14. Niet fotograferen in raw
* De fout: Het fotograferen in JPEG-formaat beperkt uw vermogen om details te bewerken en te herstellen bij het werken.
* de oplossing:
* schiet in raw: RAW -bestanden bevatten meer informatie dan JPEG's, zodat u aanzienlijke aanpassingen kunt aanbrengen aan blootstelling, witbalans en andere instellingen zonder de beeldkwaliteit te verliezen.
* Leer RAW -bestanden bewerken: Gebruik een onbewerkte bewerkingssoftware zoals Adobe Lightroom of leg er een vast om uw RAW -bestanden te verwerken.
15. Niet oefenen en experimenteren
* De fout: Verwacht een geweldige portretfotograaf te worden zonder de tijd en moeite te doen om te oefenen en te experimenteren.
* de oplossing:
* Oefen regelmatig: Hoe meer je schiet, hoe beter je wordt.

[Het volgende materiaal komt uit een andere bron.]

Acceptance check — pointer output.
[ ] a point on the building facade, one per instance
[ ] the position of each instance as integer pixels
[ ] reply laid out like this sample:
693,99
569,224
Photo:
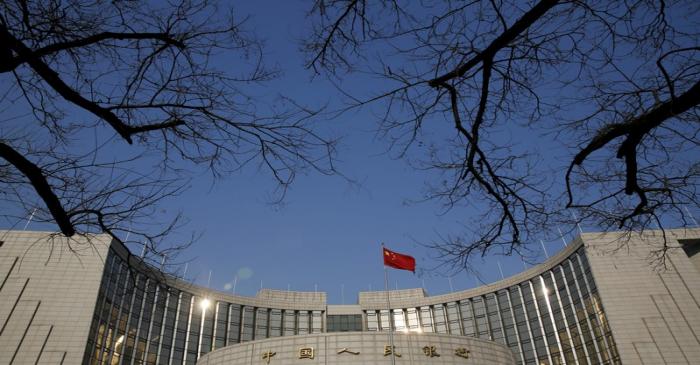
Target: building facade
603,299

* Experimenteer met verschillende technieken: Probeer verschillende verlichtingsinstellingen, poseertechnieken en camera -instellingen.
* Bestudeer het werk van andere fotografen: Analyseer het werk van fotografen die u bewondert en probeer te leren van hun technieken.
* Krijg feedback: Deel uw werk met anderen en vraag om constructieve kritiek.
* Wees geduldig: Het kost tijd om je vaardigheden te ontwikkelen en je eigen stijl te vinden.
Door deze gemeenschappelijke fouten aan te pakken en consequent te oefenen, bent u goed op weg om verbluffende en memorabele portretten te creëren. Succes!